In every team of any serious ASR or NLP company, that has to be one person who is the "search guy". Not search as in search engine, but search as in searching in AI. The equivalent of a chess engine programmer in a chess program, or perhaps to engine specialist for race cars. Usually this person has three important roles:
- Program the engine,
- Add new features to the engine ,
- Maintain the engine through its life time.
This job is usually taken by someone who has title such as "Speech Scientist" or "Speech Engineer". They usually have blended skills of both programming and statistics. It's a tough job, but it's also highly satisfactory job. Because the success of a company usually depends on whether features can be integrated quickly. That gives the "search guy" a mythical status even among data scientist - a search engineer needs to effectively work with two teams: one with mostly research background on statistics and machine learning, the other with mostly programming background, whose job is to churn out pseudocode, implementation and architecture diagrams daily.
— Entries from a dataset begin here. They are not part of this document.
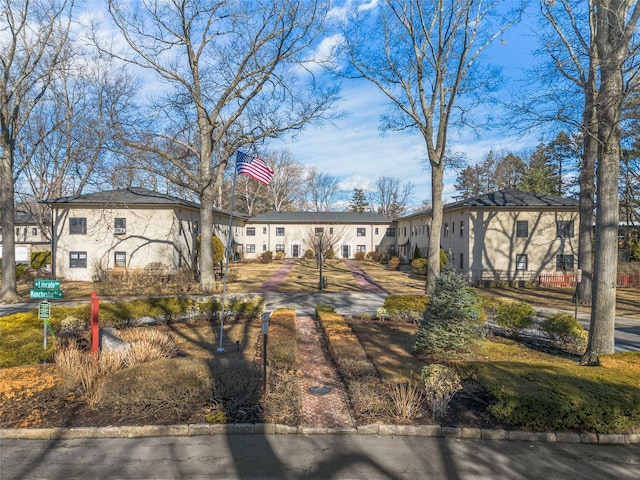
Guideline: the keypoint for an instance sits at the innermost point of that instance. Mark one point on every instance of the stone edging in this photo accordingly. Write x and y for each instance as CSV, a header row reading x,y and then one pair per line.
x,y
271,428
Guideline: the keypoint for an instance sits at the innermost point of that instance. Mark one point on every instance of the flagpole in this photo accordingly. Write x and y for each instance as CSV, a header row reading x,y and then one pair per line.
x,y
228,252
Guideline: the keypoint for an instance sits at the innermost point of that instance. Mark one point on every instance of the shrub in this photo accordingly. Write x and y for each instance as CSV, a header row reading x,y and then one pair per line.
x,y
452,319
563,329
394,263
405,307
515,317
266,257
406,400
419,266
440,383
375,256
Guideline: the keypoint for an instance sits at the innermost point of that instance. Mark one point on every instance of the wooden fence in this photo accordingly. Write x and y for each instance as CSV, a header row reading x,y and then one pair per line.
x,y
568,280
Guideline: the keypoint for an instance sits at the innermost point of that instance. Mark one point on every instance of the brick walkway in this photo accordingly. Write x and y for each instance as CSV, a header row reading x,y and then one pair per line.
x,y
327,410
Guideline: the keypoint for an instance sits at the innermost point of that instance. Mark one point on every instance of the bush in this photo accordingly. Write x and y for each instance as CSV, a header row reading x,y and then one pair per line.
x,y
440,383
515,317
419,266
563,329
405,307
394,263
452,319
375,256
266,257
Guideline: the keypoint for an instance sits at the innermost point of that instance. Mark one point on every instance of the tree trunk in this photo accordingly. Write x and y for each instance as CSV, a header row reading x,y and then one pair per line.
x,y
587,192
433,260
610,43
8,290
207,277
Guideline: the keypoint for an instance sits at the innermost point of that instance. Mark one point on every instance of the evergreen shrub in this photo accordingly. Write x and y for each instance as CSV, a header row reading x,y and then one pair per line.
x,y
452,321
405,307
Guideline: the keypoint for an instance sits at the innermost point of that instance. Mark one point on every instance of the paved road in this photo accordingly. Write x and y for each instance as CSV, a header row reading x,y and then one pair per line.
x,y
285,457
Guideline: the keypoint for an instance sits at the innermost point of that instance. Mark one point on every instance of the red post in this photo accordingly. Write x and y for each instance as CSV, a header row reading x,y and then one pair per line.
x,y
95,338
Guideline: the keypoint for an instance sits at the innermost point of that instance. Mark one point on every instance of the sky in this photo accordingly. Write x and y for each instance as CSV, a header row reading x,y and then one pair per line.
x,y
354,150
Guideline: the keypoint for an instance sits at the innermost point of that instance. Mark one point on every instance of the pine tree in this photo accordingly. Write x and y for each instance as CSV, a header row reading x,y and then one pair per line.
x,y
358,201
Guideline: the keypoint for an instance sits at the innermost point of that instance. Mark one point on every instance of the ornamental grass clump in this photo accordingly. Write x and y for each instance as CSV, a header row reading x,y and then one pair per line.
x,y
452,321
440,383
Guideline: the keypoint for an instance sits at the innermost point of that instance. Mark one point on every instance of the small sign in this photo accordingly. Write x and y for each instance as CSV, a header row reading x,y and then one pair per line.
x,y
46,284
265,322
44,310
41,293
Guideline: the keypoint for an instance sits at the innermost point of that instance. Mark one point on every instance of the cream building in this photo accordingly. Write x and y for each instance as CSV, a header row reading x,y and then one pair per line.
x,y
507,236
292,233
128,228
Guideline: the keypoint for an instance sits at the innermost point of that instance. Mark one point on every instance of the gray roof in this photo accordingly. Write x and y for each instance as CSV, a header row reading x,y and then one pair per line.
x,y
507,199
320,217
131,196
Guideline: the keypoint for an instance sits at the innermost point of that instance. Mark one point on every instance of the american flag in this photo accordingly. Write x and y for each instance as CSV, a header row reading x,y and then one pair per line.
x,y
254,167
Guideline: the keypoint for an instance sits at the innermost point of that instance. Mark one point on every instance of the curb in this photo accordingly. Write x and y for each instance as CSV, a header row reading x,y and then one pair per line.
x,y
199,429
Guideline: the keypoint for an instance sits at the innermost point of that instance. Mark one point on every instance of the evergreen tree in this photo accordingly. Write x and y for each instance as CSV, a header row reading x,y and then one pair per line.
x,y
452,320
358,201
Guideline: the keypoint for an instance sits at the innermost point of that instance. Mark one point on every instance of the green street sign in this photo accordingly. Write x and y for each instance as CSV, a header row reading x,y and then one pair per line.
x,y
45,284
44,310
44,294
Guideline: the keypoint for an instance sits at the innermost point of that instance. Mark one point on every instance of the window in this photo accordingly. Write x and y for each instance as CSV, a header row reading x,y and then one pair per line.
x,y
77,259
77,226
564,228
522,262
564,262
522,228
120,259
119,226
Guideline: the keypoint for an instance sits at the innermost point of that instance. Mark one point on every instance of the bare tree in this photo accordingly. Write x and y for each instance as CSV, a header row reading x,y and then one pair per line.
x,y
323,191
33,41
615,22
391,197
422,55
231,78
I tend to think the power of "search guy" is both understated and overstated.
It's understated because there are many companies which only use other people's engine. So they couldn't quite get the edge of customizing an engine. Those which use open source implementation is better, because they preserved the right to change the engine and give them leverage on intellectual property and trade secrets. Those who bought commercial engine from large company would enjoy good performance for few years, but then got squeezed by huge price of upgrading and constrained by overly restrictive license.
(Shameless prompotion here: Voci is an exception. We are very nice to our clients. Check us out at here. 🙂 )
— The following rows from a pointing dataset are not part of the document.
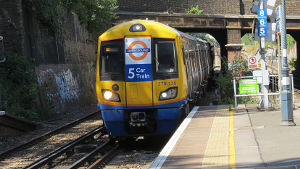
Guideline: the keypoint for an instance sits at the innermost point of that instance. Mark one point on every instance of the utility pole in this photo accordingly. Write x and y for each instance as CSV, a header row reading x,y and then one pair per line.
x,y
262,17
286,101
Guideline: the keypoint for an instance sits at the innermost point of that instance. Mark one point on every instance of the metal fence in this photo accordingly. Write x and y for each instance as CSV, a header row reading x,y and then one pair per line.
x,y
273,83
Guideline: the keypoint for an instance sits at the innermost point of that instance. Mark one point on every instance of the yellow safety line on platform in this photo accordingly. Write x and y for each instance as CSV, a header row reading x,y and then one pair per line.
x,y
217,150
232,162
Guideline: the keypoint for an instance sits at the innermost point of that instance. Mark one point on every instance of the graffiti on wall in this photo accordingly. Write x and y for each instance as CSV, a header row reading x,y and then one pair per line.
x,y
62,86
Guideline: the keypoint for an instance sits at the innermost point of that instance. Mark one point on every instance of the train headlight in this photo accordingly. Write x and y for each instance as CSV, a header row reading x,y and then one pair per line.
x,y
170,93
110,96
137,28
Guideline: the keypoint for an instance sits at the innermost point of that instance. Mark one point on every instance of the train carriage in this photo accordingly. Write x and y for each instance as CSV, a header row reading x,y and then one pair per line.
x,y
147,73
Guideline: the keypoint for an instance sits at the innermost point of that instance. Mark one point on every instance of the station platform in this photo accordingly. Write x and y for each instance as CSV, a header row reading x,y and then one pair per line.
x,y
246,137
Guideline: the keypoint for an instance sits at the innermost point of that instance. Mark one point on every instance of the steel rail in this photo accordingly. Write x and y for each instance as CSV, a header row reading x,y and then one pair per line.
x,y
56,153
93,153
45,136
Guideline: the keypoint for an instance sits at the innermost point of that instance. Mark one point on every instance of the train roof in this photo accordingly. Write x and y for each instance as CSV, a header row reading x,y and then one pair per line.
x,y
155,29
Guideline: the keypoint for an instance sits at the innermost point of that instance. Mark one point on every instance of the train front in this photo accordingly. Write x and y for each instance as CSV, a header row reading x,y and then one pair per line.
x,y
141,86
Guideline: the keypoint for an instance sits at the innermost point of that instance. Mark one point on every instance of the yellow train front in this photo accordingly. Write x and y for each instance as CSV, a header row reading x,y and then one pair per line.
x,y
142,78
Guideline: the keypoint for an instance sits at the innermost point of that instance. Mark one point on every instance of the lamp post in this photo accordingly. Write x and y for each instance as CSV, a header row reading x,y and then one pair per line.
x,y
286,101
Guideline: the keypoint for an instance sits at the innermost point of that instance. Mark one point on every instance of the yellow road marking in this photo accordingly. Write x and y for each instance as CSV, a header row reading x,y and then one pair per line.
x,y
217,149
232,162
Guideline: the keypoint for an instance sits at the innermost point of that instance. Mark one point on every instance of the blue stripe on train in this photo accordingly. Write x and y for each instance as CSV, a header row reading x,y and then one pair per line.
x,y
168,118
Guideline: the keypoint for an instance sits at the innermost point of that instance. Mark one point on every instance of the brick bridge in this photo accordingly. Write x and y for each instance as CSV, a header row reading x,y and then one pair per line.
x,y
226,20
It's overstated because the skill of programming a search is nothing but a series of logical exercises. The pity is programming a search algorithm, or generally a dynamic program (DP) in general, takes many kinds of expertise. The knowledge can only be sporadically found in different subjects. Some might learn the basic of DP in an algorithmic book such as CLRS, but mere knowledge of programming doesn't give you insights on how to debug an issue of the search. You do need to have solid understanding in the domain knowledge (such as POS tagging and speech recognition) and theory (such as machine learning) to get the job done correctly.